OCast.
cigunnuela, L.
Ciconia
ciconia, Eng white or black stork. During the Middle Ages it was among the
large birds hunted along with bittern,
mallards, quails and herons.
Although disappearing in rest of Europe
today, since 1918 its population has been ever
increasing in Spain,
which is the largest concentration on the continent. This migratory bird
winters south of the Sahara and in South Africa. It migrates in spectacular
flocks to the two extremes of the Mediterranean. Those from the former area
tend to use the Straits of Gibraltar route, which can take some as far north as
the French-German border.

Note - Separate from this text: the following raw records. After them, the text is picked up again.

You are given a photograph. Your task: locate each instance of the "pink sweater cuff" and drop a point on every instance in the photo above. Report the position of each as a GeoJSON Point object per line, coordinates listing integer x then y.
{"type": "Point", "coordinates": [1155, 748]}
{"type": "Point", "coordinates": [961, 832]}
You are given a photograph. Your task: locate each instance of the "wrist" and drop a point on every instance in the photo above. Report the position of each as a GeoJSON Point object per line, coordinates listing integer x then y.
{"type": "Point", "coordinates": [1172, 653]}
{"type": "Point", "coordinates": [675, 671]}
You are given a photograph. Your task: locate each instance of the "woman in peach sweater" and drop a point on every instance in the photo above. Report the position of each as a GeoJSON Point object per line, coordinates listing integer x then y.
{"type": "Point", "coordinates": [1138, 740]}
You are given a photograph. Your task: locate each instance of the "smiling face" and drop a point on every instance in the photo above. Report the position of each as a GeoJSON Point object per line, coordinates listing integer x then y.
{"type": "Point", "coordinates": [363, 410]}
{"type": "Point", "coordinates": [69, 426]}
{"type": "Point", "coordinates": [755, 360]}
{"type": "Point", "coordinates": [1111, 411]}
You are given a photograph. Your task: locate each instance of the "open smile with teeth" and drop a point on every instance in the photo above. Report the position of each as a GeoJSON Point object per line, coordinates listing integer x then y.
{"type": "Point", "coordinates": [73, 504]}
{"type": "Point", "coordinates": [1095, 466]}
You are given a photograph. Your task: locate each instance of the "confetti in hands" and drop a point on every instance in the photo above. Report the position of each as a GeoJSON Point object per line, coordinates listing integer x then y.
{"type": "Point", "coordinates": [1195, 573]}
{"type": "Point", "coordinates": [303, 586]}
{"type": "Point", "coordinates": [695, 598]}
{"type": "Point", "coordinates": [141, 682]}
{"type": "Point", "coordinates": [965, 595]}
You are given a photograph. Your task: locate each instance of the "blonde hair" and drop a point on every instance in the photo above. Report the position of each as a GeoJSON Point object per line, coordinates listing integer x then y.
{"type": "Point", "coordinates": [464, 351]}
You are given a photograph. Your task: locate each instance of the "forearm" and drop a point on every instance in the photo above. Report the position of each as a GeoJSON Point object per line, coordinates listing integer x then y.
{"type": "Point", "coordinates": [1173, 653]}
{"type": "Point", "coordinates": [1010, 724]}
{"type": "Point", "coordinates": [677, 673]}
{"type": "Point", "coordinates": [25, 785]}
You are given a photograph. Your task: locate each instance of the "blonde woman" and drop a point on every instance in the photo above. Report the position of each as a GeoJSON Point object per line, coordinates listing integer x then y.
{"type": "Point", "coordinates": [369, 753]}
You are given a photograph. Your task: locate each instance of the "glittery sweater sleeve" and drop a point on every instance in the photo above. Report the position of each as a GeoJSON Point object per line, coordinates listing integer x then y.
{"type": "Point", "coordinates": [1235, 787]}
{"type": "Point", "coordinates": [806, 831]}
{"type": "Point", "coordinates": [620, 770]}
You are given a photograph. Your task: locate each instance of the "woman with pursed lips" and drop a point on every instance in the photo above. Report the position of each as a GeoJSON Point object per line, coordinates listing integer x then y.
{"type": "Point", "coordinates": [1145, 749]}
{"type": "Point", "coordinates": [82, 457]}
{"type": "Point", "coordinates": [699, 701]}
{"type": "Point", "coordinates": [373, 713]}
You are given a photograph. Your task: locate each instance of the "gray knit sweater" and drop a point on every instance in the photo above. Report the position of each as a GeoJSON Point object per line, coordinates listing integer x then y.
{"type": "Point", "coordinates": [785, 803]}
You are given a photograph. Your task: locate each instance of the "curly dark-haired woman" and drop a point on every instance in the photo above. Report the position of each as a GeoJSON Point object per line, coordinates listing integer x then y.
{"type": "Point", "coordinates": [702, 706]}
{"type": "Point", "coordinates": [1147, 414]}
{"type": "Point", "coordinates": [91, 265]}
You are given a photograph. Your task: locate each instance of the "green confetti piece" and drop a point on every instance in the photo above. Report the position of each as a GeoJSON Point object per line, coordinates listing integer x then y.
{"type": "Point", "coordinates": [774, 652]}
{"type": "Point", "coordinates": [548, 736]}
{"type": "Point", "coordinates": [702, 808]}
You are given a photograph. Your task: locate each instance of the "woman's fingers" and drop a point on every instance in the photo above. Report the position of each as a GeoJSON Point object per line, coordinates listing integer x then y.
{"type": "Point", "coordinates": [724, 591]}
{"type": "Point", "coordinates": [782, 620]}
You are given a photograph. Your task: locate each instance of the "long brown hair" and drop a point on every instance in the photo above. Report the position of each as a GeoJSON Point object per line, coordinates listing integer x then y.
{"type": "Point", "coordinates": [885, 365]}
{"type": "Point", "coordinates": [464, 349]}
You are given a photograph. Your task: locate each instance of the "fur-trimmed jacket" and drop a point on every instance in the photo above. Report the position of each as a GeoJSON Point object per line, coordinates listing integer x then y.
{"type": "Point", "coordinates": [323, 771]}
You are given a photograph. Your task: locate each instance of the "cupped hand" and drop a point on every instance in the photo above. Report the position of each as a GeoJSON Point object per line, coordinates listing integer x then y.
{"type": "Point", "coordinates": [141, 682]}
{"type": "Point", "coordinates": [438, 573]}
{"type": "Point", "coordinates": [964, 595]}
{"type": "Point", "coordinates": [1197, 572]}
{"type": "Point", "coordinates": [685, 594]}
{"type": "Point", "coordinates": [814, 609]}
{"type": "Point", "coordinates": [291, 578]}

The black stork may go as far as Denmark, Belgium and
Luxembourg. The South African storks take the Bosphorus route. In March or
April, they go to eastern Germany, the Czech Republic, Greece, northern Turkey,
Russia, the Baltic States and the Caucasus.

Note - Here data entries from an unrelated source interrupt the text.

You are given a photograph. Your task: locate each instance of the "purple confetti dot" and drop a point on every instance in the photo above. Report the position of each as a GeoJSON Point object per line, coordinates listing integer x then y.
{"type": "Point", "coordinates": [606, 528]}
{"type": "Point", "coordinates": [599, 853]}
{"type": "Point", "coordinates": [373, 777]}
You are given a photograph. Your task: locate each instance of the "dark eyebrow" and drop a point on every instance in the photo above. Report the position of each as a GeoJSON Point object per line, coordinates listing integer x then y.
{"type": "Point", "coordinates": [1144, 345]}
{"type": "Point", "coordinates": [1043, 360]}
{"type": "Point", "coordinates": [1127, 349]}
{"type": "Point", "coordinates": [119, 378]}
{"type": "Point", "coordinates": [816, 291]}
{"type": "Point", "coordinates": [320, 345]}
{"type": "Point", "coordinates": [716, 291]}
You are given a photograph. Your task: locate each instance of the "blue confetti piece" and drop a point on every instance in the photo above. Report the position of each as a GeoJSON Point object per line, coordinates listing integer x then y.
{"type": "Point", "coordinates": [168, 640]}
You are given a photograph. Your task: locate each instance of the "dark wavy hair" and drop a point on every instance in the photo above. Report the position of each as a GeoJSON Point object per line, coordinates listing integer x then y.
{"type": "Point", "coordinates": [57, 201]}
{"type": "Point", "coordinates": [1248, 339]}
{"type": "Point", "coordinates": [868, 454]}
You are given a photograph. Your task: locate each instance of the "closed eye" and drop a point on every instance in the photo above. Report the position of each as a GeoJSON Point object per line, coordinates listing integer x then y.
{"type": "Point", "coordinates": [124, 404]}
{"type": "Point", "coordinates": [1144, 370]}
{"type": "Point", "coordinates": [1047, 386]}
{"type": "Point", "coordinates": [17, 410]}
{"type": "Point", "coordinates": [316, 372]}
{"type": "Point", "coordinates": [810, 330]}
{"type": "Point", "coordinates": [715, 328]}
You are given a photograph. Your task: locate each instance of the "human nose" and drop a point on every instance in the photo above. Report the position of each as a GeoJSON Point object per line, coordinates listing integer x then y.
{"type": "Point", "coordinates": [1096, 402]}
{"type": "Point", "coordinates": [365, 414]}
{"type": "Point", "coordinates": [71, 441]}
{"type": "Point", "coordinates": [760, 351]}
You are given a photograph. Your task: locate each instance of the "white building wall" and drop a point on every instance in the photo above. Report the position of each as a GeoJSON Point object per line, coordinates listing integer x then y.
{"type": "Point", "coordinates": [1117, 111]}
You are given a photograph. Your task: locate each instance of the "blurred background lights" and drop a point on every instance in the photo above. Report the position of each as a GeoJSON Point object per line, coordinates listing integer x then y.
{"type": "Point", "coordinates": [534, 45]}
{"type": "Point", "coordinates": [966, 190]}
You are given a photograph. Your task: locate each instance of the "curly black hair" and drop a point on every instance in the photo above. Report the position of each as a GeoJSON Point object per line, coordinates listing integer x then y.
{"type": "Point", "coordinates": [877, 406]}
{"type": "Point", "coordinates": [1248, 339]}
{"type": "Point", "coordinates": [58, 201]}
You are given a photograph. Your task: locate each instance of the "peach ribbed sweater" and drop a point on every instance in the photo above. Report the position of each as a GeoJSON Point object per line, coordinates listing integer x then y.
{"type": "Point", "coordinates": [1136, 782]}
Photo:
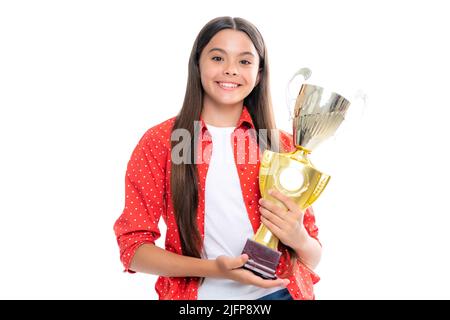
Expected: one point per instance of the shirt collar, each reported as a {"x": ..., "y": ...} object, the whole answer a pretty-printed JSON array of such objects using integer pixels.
[{"x": 244, "y": 119}]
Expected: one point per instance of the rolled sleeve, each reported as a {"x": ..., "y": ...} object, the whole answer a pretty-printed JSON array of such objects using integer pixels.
[{"x": 144, "y": 199}]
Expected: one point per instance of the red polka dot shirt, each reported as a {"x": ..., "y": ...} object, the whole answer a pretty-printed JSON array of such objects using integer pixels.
[{"x": 148, "y": 197}]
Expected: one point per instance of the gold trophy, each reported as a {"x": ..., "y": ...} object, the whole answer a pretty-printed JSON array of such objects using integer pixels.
[{"x": 317, "y": 115}]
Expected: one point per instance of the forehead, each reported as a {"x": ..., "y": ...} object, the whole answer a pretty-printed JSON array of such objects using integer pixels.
[{"x": 232, "y": 41}]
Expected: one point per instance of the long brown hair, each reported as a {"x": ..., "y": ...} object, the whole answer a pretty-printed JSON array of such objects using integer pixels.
[{"x": 184, "y": 176}]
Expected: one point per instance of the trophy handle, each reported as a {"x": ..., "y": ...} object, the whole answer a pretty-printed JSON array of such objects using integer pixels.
[{"x": 306, "y": 73}]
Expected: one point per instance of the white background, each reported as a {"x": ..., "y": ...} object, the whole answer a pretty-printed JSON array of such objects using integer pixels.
[{"x": 81, "y": 81}]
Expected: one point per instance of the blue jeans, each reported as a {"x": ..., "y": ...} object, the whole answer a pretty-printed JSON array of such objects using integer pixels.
[{"x": 282, "y": 294}]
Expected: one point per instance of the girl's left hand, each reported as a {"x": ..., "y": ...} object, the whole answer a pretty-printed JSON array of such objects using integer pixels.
[{"x": 285, "y": 224}]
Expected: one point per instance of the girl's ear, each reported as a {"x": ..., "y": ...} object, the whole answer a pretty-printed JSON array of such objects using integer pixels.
[{"x": 258, "y": 77}]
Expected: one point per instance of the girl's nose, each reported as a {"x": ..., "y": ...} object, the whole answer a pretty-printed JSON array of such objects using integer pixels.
[{"x": 232, "y": 73}]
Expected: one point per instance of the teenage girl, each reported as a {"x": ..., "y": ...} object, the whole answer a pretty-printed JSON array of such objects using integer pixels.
[{"x": 199, "y": 171}]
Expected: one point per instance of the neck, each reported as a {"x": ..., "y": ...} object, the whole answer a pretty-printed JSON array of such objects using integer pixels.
[{"x": 221, "y": 115}]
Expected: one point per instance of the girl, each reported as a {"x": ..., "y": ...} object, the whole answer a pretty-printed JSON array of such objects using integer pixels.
[{"x": 198, "y": 173}]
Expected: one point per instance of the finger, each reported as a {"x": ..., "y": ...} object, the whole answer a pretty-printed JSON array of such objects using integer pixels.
[
  {"x": 264, "y": 283},
  {"x": 230, "y": 263},
  {"x": 238, "y": 262},
  {"x": 272, "y": 227}
]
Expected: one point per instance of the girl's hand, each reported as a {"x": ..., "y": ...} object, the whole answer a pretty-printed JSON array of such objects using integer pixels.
[
  {"x": 285, "y": 224},
  {"x": 230, "y": 268}
]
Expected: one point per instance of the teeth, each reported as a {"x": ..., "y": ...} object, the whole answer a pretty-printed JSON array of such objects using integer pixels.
[{"x": 228, "y": 85}]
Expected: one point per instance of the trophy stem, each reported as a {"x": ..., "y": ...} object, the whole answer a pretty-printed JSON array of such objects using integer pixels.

The Gibraltar group tends to reach
to Spain in February. The white stork stays through July, while the black stork
remains until August or September. The Bosphorus groups will stay in the east
until September or early October. There is a small group of black storks,
however, that is a permanent resident in central Iberia. In Spain, it is
abundant particularly in Picos de Europa (Asturias), the Guadarrama River
(Madrid), the Sierra de Gredos (Ávila), between Cáceres and Trujillo, Monfraqüe
and the Jerte River Valley (Cáceres), Tablas de Daimiel (Ciudad Real) the
National Parks of Coto Donana (Huelva), and the Guadalhorce Estuary (Málaga).

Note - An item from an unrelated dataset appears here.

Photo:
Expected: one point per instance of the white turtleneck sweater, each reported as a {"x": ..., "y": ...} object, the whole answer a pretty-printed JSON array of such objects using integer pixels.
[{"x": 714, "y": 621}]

Since the medieval times, the arrival
date brought ‘stork luck.’ It is exactly nine months after mid-summer, when the
husbands came home from wars to harvest their crops, which at the same time
could have been considered as the human mating season. While the mother nurses
the new comer in the household (brought by the stork of course), the stork and
its mate build a new nest or the male, followed by the female, may occupy the
one he used the previous year on a church top, roof of barn or house as appropriate
trees are more and more difficult to find. Although white storks squawk at
humans from time to time, they do not seem to mind human presence.
The black
stork appears to flee towns and cities more, making its nests near streams,
ponds in forests, wet meadows, parts of mountain ranges on rocky crags and
cliff-faces. Their nests consist
of twigs, branches, clay, rags or whatever is found. If the nest is from a
previous year then, a few tidbits are added to reinforce it or for decor. By Easter
bird watchers from all over Europe come to photograph this bird with a red
bill, legs and claws. It weights between 2.5-4.5 kilos and is 2 to 2.10 m long
and 1 to 1.5 m tall. The stock lives to be about 20 years old and from the time
it is four, the female lays one to six white eggs annually. It eats fish,
mollusks, lizards, snakes, frogs, rats, garbage and insects. It has no “menu of
the day” but varies its selection constantly.
With the bird watchers’ arrival,
the female is ready for photographs while proudly sitting on her eggs. While
ooh-ing and ha-ing bird watchers do not realize that the 30 to 600 k of nests
are destroying the roofs of historical monuments and private edifications
throughout the country. Poor villagers scorn at them and the “protected species”
ideologies for when the roof of a church roof or a home caves in they have no money to repair it. The law does
not protect them from detriments caused by birds or animals when a protected
species is involved. [ES: Black Stork. Nov 1, 03; ES: “La Cigüeña.” n/d; ES:
Matterer. Mar 26, 04; ES:
White Stork. Sep 10, 02; and Gázquez.